NaN values after a single gradient step #40

MartinPernus · 2021-02-10T18:01:58Z

Hi!

Using PyTorch 1.7.1, I get NaN values after a single parameter update:

import torch
import torch.nn as nn
import torch.nn.functional as F
import clip

class Model(nn.Module):
    def __init__(self):
        super().__init__()
        self.model, _ = clip.load('RN50')

    def forward(self, imgs, tokens):
        image_features = self.model.encode_image(imgs)
        match_text_features = self.model.encode_text(tokens)

        image_features = image_features /  image_features.norm(dim=-1, keepdim=True)
        match_text_features = match_text_features / match_text_features.norm(dim=-1, keepdim=True)

        similarity_match = image_features @ match_text_features.T
        return similarity_match

def compute_loss(similarity_match, labels):
    loss1 = F.cross_entropy(similarity_match, labels)
    loss2 = F.cross_entropy(similarity_match.T, labels)
    loss = (loss1 + loss2) / 2
    return loss

model = Model().cuda()
optimizer = torch.optim.Adam(model.parameters())

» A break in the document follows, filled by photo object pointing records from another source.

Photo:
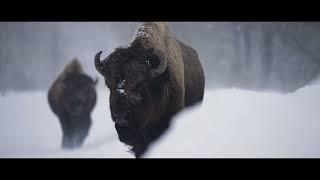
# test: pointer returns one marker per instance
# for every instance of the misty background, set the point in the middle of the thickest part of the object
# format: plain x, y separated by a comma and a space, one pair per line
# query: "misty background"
261, 56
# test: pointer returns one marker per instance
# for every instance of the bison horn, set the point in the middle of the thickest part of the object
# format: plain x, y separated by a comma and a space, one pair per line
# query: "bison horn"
99, 66
157, 71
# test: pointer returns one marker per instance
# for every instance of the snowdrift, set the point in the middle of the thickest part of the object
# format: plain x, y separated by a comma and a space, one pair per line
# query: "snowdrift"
229, 123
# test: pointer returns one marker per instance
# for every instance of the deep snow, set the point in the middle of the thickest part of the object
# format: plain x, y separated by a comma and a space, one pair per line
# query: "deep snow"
229, 123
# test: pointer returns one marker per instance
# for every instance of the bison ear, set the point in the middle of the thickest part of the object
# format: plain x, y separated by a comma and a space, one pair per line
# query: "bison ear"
156, 62
98, 64
96, 81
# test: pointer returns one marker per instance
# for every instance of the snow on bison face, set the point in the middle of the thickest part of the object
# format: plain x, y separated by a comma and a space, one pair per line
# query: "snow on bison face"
132, 76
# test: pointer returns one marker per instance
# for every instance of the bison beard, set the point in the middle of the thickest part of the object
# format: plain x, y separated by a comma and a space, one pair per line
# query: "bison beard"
72, 98
150, 81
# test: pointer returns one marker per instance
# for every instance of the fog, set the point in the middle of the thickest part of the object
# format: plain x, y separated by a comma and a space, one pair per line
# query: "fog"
261, 98
273, 56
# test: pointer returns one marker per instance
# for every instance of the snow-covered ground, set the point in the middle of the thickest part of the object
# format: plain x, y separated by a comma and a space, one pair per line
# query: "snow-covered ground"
229, 123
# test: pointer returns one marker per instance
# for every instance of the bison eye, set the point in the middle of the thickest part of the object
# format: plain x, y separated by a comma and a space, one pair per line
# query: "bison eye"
152, 62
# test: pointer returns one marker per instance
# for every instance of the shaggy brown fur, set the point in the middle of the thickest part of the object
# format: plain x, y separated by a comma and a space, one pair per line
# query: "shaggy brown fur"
72, 98
150, 81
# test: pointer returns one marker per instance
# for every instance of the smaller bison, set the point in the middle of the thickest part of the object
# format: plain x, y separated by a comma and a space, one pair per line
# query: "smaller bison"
150, 81
72, 98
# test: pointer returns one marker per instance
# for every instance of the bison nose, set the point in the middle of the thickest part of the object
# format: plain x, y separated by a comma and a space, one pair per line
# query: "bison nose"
121, 121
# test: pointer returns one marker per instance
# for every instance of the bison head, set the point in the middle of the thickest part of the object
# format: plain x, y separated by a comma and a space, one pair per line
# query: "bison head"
132, 75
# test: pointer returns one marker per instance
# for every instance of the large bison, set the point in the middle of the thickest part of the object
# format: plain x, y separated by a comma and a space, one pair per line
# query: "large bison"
149, 82
72, 98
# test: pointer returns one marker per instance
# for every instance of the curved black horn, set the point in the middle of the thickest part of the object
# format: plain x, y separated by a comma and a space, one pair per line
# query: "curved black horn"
97, 63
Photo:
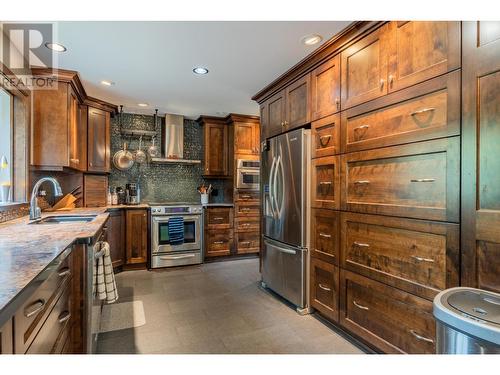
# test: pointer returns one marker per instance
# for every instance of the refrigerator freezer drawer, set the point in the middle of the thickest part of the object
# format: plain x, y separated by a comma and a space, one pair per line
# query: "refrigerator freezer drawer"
284, 271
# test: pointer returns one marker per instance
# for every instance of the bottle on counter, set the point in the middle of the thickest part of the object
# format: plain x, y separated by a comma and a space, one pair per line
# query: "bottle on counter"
114, 198
109, 199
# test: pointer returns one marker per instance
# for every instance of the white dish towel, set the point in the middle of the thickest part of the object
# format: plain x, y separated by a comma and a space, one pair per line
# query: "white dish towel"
105, 278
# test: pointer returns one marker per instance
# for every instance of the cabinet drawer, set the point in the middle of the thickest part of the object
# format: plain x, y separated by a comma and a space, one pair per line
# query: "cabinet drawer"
325, 235
33, 313
247, 224
247, 196
219, 217
247, 242
388, 318
325, 136
53, 329
325, 288
219, 242
419, 180
325, 182
417, 256
426, 111
247, 209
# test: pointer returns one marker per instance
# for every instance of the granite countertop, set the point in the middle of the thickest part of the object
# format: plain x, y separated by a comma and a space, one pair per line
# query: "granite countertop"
27, 249
219, 205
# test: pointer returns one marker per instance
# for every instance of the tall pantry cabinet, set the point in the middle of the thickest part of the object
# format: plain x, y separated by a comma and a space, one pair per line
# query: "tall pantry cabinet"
405, 126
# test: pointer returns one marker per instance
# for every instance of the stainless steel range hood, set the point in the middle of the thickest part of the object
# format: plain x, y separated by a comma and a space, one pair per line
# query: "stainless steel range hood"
172, 141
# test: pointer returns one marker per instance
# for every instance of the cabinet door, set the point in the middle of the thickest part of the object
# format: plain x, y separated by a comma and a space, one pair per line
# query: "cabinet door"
6, 346
216, 150
325, 288
480, 162
364, 69
297, 100
325, 89
245, 135
137, 236
421, 50
276, 114
98, 140
116, 237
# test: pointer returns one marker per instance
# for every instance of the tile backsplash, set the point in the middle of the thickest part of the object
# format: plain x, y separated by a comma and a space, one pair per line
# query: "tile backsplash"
163, 182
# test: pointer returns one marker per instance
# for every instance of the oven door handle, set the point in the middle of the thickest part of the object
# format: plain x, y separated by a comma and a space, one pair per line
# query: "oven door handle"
175, 257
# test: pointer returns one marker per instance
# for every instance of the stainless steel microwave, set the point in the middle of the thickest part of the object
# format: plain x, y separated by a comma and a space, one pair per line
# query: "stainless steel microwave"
248, 174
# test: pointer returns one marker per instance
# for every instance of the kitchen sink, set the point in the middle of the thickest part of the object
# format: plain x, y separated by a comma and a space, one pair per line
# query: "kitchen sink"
65, 219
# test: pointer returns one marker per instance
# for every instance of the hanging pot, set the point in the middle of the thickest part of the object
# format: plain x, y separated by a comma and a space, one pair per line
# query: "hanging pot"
123, 159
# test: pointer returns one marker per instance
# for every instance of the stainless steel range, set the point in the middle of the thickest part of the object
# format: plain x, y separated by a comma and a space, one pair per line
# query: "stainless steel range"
165, 254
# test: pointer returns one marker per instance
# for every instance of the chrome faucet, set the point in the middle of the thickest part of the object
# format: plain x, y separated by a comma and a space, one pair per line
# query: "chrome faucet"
35, 211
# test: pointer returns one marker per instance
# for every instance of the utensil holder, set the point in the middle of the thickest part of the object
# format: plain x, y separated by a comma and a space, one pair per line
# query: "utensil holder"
204, 199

imgs = torch.randn(8, 3, 224, 224).cuda()
tokens = torch.randint(high=1000, size=(8, 77)).cuda()
labels = torch.arange(8).cuda()

similarity_match = model(imgs, tokens)
loss = compute_loss(similarity_match, labels)
loss.backward()
optimizer.step()

print(model(imgs, tokens))

Output:

       [nan, nan, nan, nan, nan, nan, nan, nan],
       [nan, nan, nan, nan, nan, nan, nan, nan],
       [nan, nan, nan, nan, nan, nan, nan, nan],
       [nan, nan, nan, nan, nan, nan, nan, nan],
       [nan, nan, nan, nan, nan, nan, nan, nan],
       [nan, nan, nan, nan, nan, nan, nan, nan],
       [nan, nan, nan, nan, nan, nan, nan, nan]], device='cuda:0',
      dtype=torch.float16, grad_fn=<MmBackward>)

The text was updated successfully, but these errors were encountered:

jongwook · 2021-02-12T07:21:11Z

Hi, the model checkpoint contains fp16 parameters for speed, but gradients for these weights are very prone to overflow/underflow without careful loss scaling, causing nan outputs after a gradient step.

You can avoid this by casting all weights to fp32 with model.float(). Also, pass jit=False to clip.load when doing this, because the JIT-compiled code contains hard-coded dtype values and won't work.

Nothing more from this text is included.